There Is No Pain In Pokémon Diamond and Pearl’s Underground

There Is No Pain In Pokémon Diamond and Pearl’s Underground

Multiplayer gaming was a rarity when I was growing up, mostly because the internet was still a novelty well into my childhood. My console of choice, the Nintendo DS, was the first Nintendo handheld with Wi-Fi — and also the first console that let me play games with friends. Between sessions of Pokémon Diamond, Animal Crossing and Mario Kart DS, I discovered just how good gaming with friends could be, and it’s something I’m so excited to share with new friends when Pokémon Brilliant Diamond and Shining Pearl launches this November.

Recapturing the joy of those early days is a tough ask. New South Wales has been in lockdown for two months. I miss my friends. Every day brings awful news from around the world. It’s hard to tune out. But a return to the easier, carefree days of old feels like a nice cure for the blues.

In 2006, I spent several months cooped up in my best friend’s garage playing in Pokémon Diamond’s Underground, where you could build your own secret base, play capture the flag and mine for rare spheres which could be used to buy decorations. Together, we competed to have the prettiest base, to mine the most spheres, and to plant the most devious traps to thwart flag-stealing attempts.

We had nothing else to worry about.

pokemon diamond underground
Image: Pokémon Diamond / Bulbapedia

Playing Pokémon Diamond in that garage was the first multiplayer experience I’ll cherished. There was nothing quite like seeing your avatar pop up in your friend’s game, or watching them invade your tiny little space in the Underground. Being able to play with friends at all was novel, and the fun of the mini-games were an added bonus.

It was a minor feature, but one that bafflingly never made it back to mainline Pokémon games.

There was real joy to be had in mining the best spheres, or finding unique items hiding in the rock floors of the Underground. You could obtain rare fossils there, which could be grown into fully-fledged Pokémon. You could find evolution stones, rare TMs or special items to help your Pokémon grow.

With the remakes of Diamond and Pearl, modern Pokémon players finally have a chance to step back into the Underground and experience all the highs and lows of building your first secret base, and discovering unique items along the way.

I’m positively jumping at the chance to corral my friends into a multiplayer session and relive both my childhood and those halcyon days of playing Animal Crossing: New Horizons in lockdown. With a visual overhaul and refreshed features, the new version of the Underground looks set to be just as exciting and endearing as the original.

pokemon underground diamond pearl
Image: Pokémon Diamond / Pearl / Reddit

While the Underground isn’t a huge part of Brilliant Diamond and Shining Pearl, it does represent one of the first big opportunities for a multiplayer bonanza since New Horizon’s boom in March 2020. As much as it sucks to say, Australia’s lockdown situation will likely still be an issue in November, and while it’s easy to fall into pessimism about that thought, there is a brighter side.

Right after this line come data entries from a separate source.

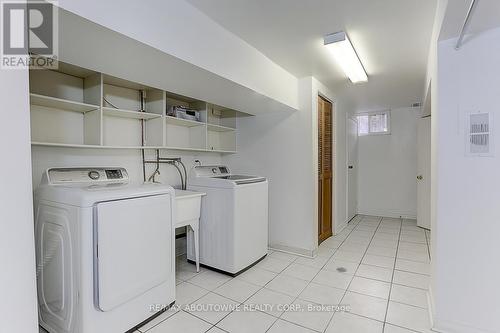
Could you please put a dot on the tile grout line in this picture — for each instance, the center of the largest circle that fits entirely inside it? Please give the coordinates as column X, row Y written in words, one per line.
column 309, row 282
column 393, row 272
column 347, row 289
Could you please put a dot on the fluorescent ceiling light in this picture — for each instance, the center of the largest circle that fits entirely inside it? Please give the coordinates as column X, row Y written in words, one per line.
column 345, row 55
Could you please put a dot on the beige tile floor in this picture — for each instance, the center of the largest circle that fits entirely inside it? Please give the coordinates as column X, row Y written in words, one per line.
column 378, row 268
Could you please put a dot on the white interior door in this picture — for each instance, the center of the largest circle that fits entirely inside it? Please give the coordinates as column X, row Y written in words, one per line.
column 424, row 173
column 352, row 164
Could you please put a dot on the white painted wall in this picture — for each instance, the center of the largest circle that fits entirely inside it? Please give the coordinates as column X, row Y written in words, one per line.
column 283, row 147
column 465, row 259
column 388, row 167
column 168, row 26
column 18, row 305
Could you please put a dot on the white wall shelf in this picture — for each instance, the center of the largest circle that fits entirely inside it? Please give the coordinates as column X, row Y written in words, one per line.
column 62, row 104
column 219, row 128
column 101, row 115
column 183, row 122
column 112, row 112
column 78, row 146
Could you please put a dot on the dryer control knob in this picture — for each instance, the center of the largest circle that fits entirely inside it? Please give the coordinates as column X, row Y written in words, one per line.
column 94, row 175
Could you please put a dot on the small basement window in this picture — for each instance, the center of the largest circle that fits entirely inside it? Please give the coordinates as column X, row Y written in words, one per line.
column 374, row 123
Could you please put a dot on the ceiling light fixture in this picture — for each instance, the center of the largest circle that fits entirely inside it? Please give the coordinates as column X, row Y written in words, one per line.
column 345, row 55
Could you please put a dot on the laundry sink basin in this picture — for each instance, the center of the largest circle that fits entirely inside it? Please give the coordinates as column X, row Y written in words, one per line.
column 187, row 206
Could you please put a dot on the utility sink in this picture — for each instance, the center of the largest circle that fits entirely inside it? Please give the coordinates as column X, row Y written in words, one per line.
column 187, row 214
column 187, row 207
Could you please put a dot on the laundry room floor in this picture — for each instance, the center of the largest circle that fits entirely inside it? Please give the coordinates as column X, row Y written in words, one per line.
column 377, row 269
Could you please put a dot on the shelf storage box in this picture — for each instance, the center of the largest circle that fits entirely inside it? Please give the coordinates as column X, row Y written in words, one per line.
column 81, row 108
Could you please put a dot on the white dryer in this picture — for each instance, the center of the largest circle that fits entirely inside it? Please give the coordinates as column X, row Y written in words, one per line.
column 105, row 250
column 234, row 218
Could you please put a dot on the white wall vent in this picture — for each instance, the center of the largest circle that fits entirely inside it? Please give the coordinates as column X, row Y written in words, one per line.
column 479, row 134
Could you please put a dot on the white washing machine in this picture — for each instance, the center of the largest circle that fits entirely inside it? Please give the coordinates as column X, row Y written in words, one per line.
column 105, row 250
column 234, row 218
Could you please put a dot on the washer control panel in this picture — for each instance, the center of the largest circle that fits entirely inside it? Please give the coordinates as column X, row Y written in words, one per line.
column 58, row 176
column 211, row 171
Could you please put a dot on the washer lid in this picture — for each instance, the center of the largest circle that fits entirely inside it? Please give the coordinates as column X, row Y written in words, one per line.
column 87, row 195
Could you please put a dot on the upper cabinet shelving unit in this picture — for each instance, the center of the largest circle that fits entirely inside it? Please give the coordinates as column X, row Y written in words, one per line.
column 80, row 108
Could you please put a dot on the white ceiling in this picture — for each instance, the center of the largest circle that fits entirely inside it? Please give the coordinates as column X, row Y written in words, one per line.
column 485, row 16
column 392, row 38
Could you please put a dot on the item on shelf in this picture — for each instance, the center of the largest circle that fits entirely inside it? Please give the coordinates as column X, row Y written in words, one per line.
column 183, row 113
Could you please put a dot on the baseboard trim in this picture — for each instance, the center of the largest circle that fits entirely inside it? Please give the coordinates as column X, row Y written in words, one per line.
column 293, row 250
column 341, row 227
column 393, row 214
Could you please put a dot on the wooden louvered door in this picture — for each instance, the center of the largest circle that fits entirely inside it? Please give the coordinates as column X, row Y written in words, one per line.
column 325, row 169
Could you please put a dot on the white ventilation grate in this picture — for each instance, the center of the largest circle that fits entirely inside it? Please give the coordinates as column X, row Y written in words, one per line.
column 479, row 134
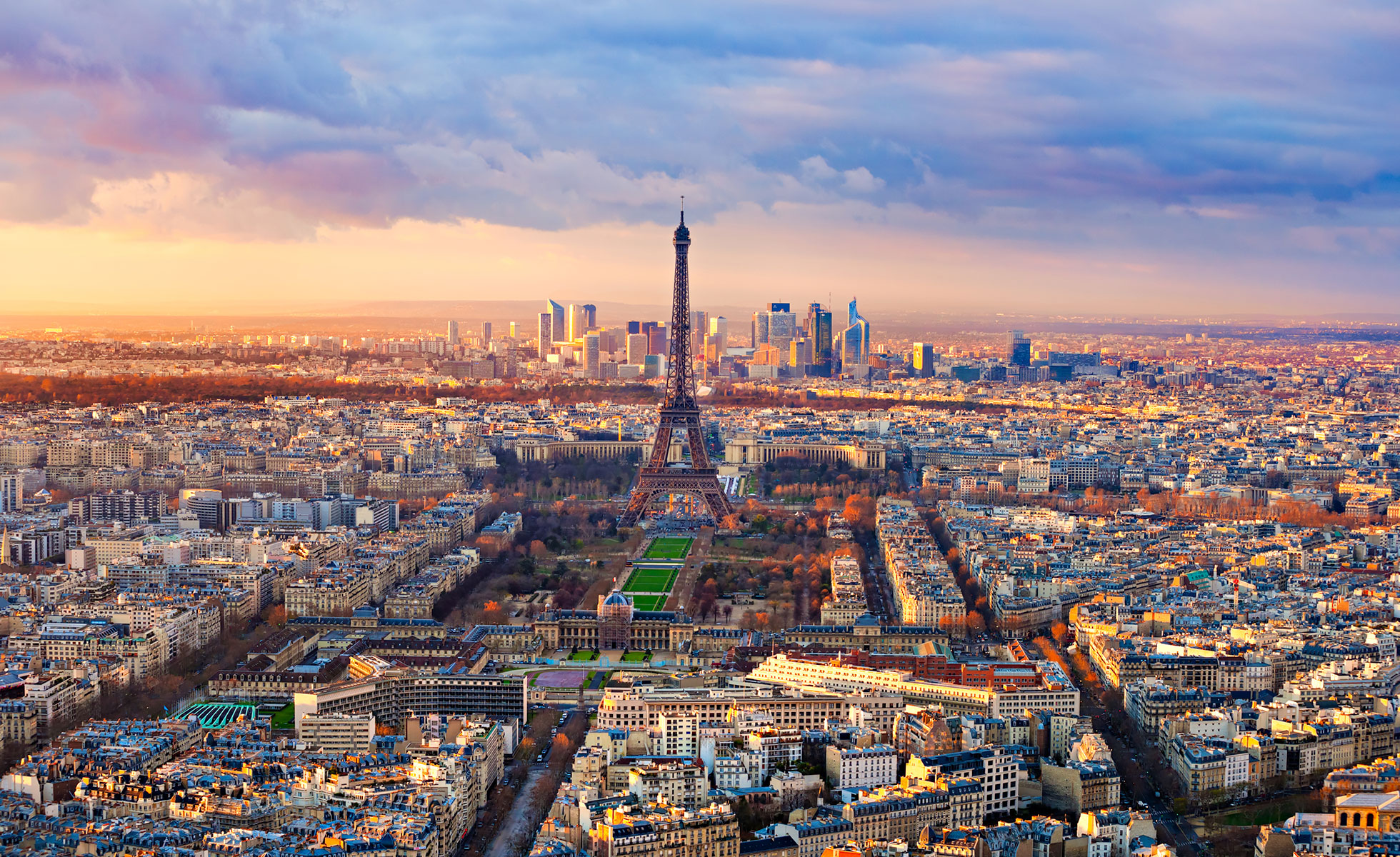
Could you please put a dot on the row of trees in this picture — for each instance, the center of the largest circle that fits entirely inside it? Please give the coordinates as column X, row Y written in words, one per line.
column 126, row 390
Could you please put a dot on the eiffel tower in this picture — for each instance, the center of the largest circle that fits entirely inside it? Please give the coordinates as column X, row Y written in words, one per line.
column 679, row 415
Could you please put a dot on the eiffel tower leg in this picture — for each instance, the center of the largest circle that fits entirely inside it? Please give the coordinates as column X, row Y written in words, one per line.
column 699, row 458
column 661, row 448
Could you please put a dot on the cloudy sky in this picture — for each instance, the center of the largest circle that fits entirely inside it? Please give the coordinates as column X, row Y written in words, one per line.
column 1162, row 157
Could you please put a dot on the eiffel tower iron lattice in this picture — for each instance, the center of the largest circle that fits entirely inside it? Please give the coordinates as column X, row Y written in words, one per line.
column 679, row 415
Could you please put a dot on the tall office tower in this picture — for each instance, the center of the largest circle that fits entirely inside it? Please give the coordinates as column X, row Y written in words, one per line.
column 781, row 329
column 593, row 354
column 636, row 348
column 656, row 338
column 11, row 492
column 1018, row 348
column 577, row 322
column 699, row 326
column 559, row 329
column 856, row 338
column 819, row 331
column 923, row 360
column 720, row 329
column 759, row 332
column 546, row 334
column 713, row 351
column 800, row 352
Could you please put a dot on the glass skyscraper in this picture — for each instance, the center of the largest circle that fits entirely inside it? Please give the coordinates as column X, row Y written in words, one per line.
column 856, row 338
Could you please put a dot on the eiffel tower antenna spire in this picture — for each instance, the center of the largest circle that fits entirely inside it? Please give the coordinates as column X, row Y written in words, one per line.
column 679, row 414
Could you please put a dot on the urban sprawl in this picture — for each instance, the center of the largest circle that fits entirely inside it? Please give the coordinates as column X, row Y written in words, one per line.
column 1061, row 594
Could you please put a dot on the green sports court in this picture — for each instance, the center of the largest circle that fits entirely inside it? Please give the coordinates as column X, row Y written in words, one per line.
column 651, row 578
column 669, row 548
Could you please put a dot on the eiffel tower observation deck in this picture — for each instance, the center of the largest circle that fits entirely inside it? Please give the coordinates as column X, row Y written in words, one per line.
column 679, row 415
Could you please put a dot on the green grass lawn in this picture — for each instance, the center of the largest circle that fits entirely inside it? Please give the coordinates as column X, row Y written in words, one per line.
column 651, row 580
column 669, row 548
column 281, row 720
column 649, row 603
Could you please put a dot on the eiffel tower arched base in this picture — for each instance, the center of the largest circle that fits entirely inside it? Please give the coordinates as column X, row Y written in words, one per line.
column 654, row 485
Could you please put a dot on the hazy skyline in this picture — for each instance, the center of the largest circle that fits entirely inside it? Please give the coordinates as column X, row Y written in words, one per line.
column 1209, row 157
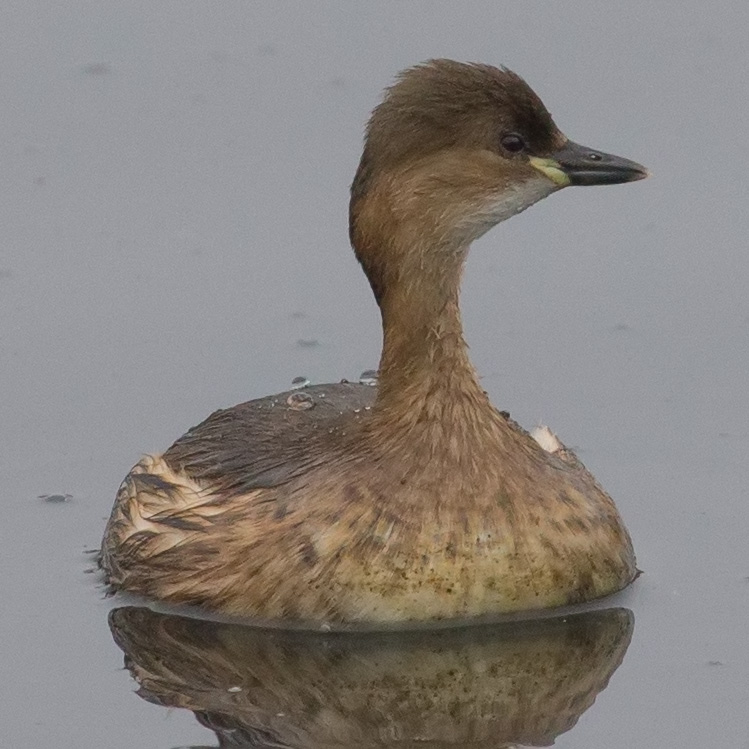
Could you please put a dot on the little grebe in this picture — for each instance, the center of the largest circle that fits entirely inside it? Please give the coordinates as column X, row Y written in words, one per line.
column 416, row 500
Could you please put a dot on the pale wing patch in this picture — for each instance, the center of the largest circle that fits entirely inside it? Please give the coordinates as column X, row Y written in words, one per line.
column 546, row 439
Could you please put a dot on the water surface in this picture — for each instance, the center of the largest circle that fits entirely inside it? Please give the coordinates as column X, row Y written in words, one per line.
column 173, row 201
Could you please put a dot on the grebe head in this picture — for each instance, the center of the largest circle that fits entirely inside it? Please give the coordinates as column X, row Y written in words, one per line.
column 455, row 148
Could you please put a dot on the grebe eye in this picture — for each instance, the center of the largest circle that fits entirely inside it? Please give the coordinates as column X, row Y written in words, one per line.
column 513, row 143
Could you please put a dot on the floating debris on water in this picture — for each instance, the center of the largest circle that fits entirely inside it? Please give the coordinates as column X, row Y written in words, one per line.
column 368, row 377
column 300, row 401
column 299, row 382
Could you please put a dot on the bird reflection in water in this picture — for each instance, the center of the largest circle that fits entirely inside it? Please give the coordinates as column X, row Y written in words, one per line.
column 522, row 682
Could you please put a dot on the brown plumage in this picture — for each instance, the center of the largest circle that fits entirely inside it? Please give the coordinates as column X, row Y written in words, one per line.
column 416, row 500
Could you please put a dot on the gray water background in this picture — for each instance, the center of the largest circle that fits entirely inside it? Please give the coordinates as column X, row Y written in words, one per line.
column 173, row 197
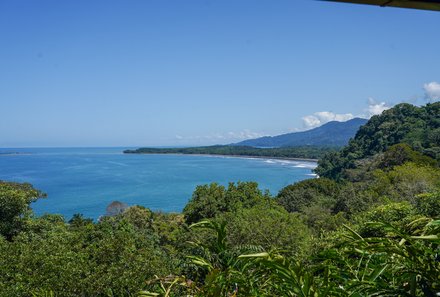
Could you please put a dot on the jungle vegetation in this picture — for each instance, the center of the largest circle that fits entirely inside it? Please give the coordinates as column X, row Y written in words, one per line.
column 369, row 226
column 298, row 152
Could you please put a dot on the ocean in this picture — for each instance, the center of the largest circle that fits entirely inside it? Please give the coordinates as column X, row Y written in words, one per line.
column 86, row 180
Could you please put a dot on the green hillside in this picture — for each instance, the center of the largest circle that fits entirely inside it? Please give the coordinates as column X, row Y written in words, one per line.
column 419, row 127
column 369, row 226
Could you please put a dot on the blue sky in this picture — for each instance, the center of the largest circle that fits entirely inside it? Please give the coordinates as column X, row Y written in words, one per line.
column 152, row 73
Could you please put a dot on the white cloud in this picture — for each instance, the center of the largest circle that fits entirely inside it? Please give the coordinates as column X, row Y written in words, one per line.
column 432, row 91
column 375, row 108
column 322, row 117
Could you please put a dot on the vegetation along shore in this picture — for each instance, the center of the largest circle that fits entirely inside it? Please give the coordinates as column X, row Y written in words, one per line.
column 369, row 226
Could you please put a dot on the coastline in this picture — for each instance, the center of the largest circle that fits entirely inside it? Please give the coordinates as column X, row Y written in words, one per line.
column 233, row 156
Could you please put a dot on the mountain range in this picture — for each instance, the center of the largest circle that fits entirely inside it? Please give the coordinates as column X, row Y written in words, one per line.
column 330, row 134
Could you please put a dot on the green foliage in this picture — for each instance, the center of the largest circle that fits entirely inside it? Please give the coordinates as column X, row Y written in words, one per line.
column 208, row 201
column 269, row 227
column 428, row 204
column 308, row 152
column 297, row 196
column 417, row 127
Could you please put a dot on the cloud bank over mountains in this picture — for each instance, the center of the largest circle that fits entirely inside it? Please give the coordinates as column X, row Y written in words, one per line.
column 320, row 118
column 431, row 90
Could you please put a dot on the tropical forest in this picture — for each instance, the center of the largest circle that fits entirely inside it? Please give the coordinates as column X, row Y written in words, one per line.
column 368, row 226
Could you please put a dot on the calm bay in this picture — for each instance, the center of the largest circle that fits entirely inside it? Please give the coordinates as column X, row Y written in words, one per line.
column 86, row 180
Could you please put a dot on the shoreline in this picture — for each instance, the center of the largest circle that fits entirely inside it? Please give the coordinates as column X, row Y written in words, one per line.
column 232, row 156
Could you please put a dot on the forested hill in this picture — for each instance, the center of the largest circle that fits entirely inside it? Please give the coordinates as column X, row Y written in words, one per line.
column 299, row 152
column 417, row 127
column 330, row 134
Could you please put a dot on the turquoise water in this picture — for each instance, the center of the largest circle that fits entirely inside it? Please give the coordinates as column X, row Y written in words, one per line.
column 86, row 180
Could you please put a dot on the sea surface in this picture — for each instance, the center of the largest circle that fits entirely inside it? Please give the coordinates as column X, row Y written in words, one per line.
column 86, row 180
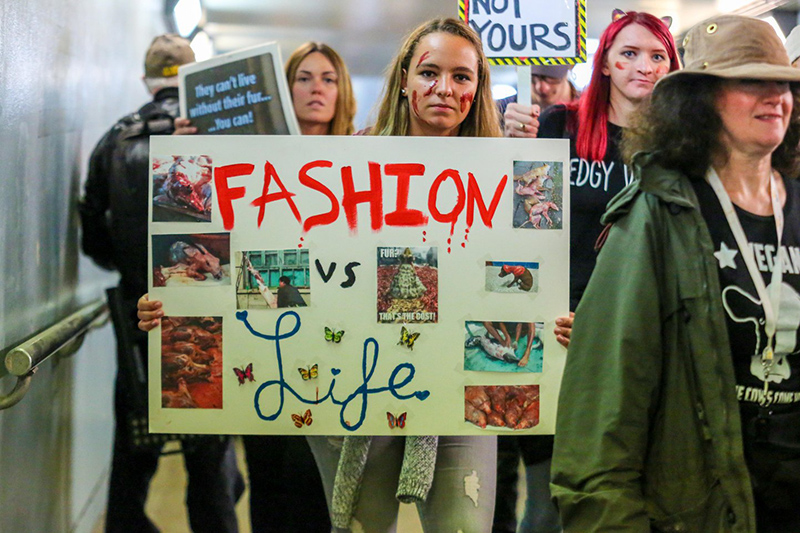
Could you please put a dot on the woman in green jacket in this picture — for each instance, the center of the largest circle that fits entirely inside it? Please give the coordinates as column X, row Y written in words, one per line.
column 680, row 403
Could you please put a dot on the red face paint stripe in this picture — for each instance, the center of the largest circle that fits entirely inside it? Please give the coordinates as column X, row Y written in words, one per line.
column 434, row 83
column 466, row 100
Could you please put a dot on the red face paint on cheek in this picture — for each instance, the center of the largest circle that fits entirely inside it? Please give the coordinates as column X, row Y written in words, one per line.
column 466, row 101
column 423, row 58
column 434, row 83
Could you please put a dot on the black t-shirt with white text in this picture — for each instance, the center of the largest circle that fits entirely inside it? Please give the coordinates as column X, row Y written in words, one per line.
column 592, row 185
column 771, row 421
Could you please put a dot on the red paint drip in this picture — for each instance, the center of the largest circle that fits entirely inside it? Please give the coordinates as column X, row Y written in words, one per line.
column 423, row 58
column 429, row 92
column 466, row 100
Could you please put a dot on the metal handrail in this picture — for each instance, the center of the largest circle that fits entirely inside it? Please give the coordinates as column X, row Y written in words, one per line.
column 63, row 337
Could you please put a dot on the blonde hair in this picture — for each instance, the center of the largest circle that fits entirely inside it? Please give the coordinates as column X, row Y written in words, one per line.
column 393, row 115
column 342, row 123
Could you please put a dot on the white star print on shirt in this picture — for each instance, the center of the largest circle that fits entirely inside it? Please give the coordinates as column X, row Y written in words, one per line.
column 725, row 256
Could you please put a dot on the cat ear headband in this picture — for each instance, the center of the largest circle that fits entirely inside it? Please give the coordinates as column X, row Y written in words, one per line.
column 618, row 14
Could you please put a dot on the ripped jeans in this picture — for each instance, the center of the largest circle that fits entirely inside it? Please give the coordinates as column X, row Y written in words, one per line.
column 461, row 497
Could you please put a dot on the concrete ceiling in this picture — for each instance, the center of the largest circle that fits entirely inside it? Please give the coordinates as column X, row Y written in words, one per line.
column 368, row 32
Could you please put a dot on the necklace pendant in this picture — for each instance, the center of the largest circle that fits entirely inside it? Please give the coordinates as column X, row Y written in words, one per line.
column 767, row 356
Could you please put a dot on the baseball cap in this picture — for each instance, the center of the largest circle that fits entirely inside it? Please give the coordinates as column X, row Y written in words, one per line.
column 166, row 53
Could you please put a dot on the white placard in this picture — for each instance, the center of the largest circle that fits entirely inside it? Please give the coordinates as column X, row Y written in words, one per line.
column 406, row 254
column 528, row 31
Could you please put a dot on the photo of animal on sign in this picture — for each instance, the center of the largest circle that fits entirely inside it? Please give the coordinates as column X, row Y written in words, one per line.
column 182, row 189
column 360, row 281
column 199, row 259
column 511, row 277
column 538, row 189
column 191, row 362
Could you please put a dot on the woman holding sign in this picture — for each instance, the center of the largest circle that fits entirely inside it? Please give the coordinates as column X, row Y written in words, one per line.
column 679, row 404
column 635, row 51
column 322, row 94
column 438, row 85
column 285, row 491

In Pokémon Brilliant Diamond and Shining Pearl‘s Underground, there is no coronavirus. There is no pain. All you’ll have is the pickaxe in your hand, and your friends by your side. It could be just the thing we need to reconnect with our sense of joy in trying times.

I know I can never go back to the freedom of those days playing Nintendo DS in my friend’s garage. Time marches on whether we want it to or not. But in the new Pokémon Underground, time will stand still for just a moment, I’ll mine shiny spheres, and I’ll remember better days.


Pokémon Brilliant Diamond and Shining Pearl is launching on the Nintendo Switch on November 19, 2021.